I missed points today for grabbing the wheel underhanded once, for leaving my right hand on the shifter for too long a couple of times and for taking a couple of turns too wide. I also lost a couple of points for my shifts being a little clunky a couple of times. Not sure I understand this as I never grinded any gears, upshifting or downshifting. A couple of times I do remember it going into gear a little clunky but I didn't realize that you can lose points for this. The trainer explained to me that my wide turns at the traffic lights were necessary but that I lost points for them. I'm not sure I understand how I lost those particular points since the alternative was to take off someone's bumper. But, I can live with it. I passed and so that is ultimately what is most important. I'll remember not to underhand the wheel or leave my hand on the shifter longer than necessary when I take my state test this Friday. Not sure how to make my shifts less clunky at times but I'll figure it out. As it is, Swift allows us to lose 20 points on our road test and the state allows us 30 points to lose. Swift is more strict. I lost a total of 11 points so although I wasn't completely happy, I was happy that I passed and now know at least a couple of things I can do better.
I will say that I kicked ### shifting compared to the other days. I just hit that point where it clicked naturally. I still have work to do on it but it's minor and for the most part I have it down pretty good. That's what I wanted as I really want to just concentrate on driving safely and accurately and not have to worry consciously about rpms and shifting. I'm starting to just feel and hear when I need to upshift and downshift and that is where I want to be to progress to the other challenges.
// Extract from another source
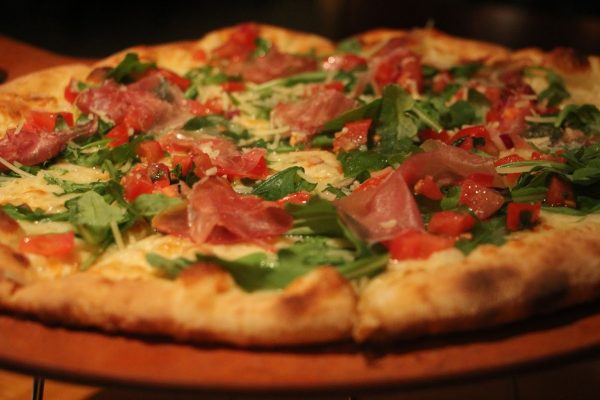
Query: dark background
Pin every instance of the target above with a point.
(95, 29)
Not sure what we are doing tomorrow. One of the guys in our class has some language difficulties as he is Ukranian and Russian so he didn't pass his Swift road test today. He's a good guy and I'm hoping he nails it tomorrow.
One more day before we head off at 4 AM on Friday morning to the Tri-Cities in WAshington to take our official DMV CDL test. Nervous but pretty excited. I'm going to review my pretrip tomorrow night, hopefully get a few more off-sets and alley dock backs practiced tomorrow and Friday the fun begins.
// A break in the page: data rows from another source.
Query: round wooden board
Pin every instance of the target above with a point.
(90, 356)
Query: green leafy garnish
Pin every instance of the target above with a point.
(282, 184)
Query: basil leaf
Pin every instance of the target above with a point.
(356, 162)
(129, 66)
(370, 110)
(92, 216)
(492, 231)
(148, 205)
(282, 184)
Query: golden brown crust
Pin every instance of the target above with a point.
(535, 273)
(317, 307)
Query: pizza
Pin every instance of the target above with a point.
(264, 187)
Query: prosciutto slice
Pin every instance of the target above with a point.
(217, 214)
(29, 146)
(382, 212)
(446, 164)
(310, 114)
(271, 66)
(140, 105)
Yes, you definitly will see a different world. That trainee just had enough and wasnt going to take it anymore. The best way to describe it would be to say that every time you pull into a truckstop you might as well be taking a college lecture on sociology. As luck would have it, and probably a little twisted dose of fate, I'm sitting in the TA in Oklahoma City (exit 142 on I40) doing a 34 hour reset. I haven't seen any monkey business yet, but the night is young. It could be worse. I could be in West Memphis.
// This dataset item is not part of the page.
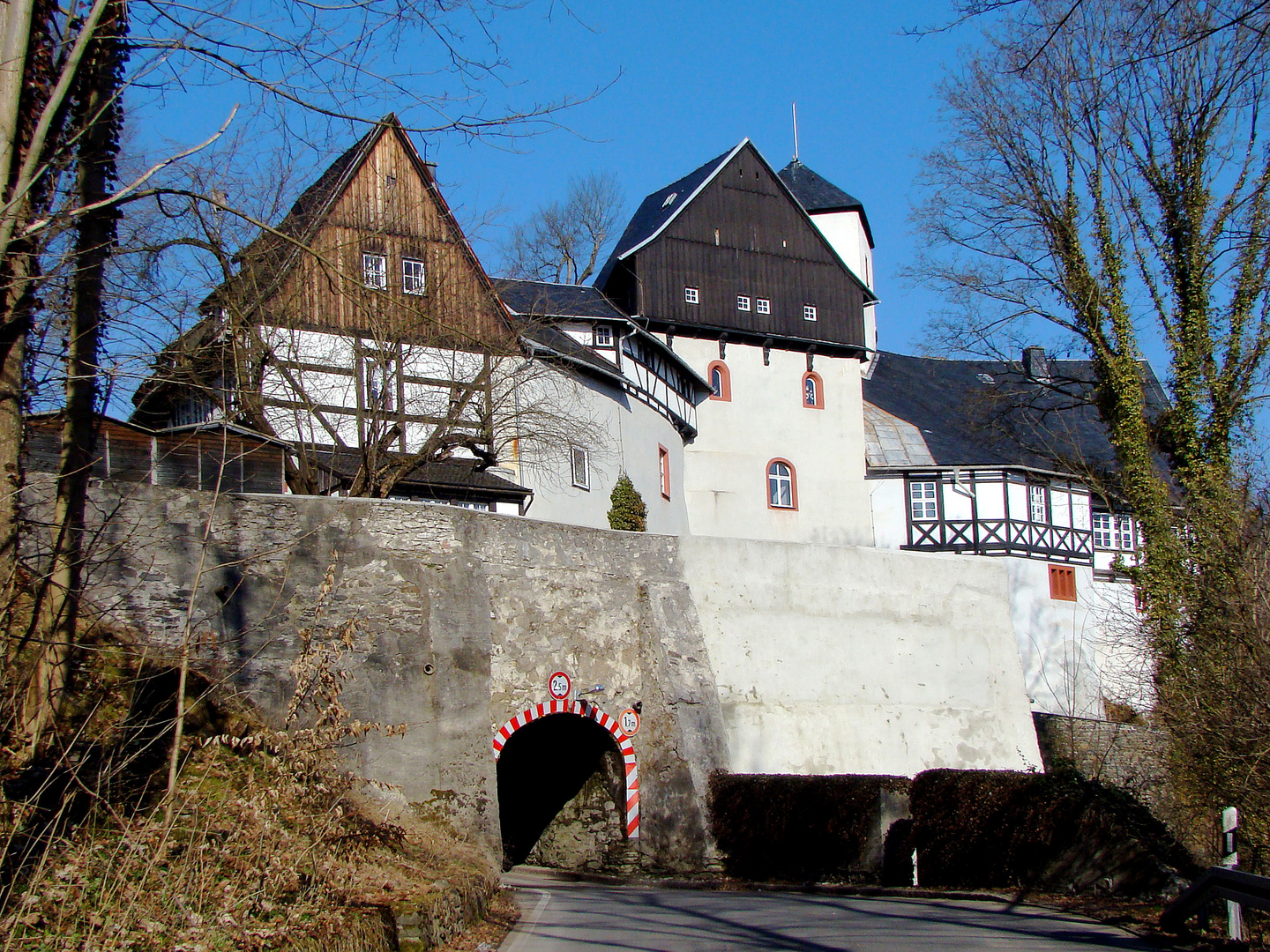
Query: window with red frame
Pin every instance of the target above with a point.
(813, 390)
(1062, 583)
(721, 381)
I don't get why they would take off points for taking turns too wide, unless you are crossing lanes or something. Even then, as long as the butt-end of your trailer is wrapping around the turn tight, it shouldn't be a problem. But in the end, if he told you that you passed, best to let sleeping dogs lie.
I told you that your shifting would kick in at some point. Just keep at it and you'll keep getting better.
I have to admit that I've enjoyed reading about your progress. It's good to see folks that come in with their eyes wide open and a "go with the flow" kind of attitude. That's what it takes. It helps when you don't think the world owes you something. There are too many cats out here that will wash out of this business because they don't have the right attitude. Driving the truck can be taught. It's not easy and takes a skill set, but lets be honest. We're not splitting the atom out here. The right attitude will go a long way in determining your success.
Again, i enjoy reading your posts so keep updating us on your progress. I'm pulling for you and look forward to hearing that you passed your state road test!Bigdubber Thanks this.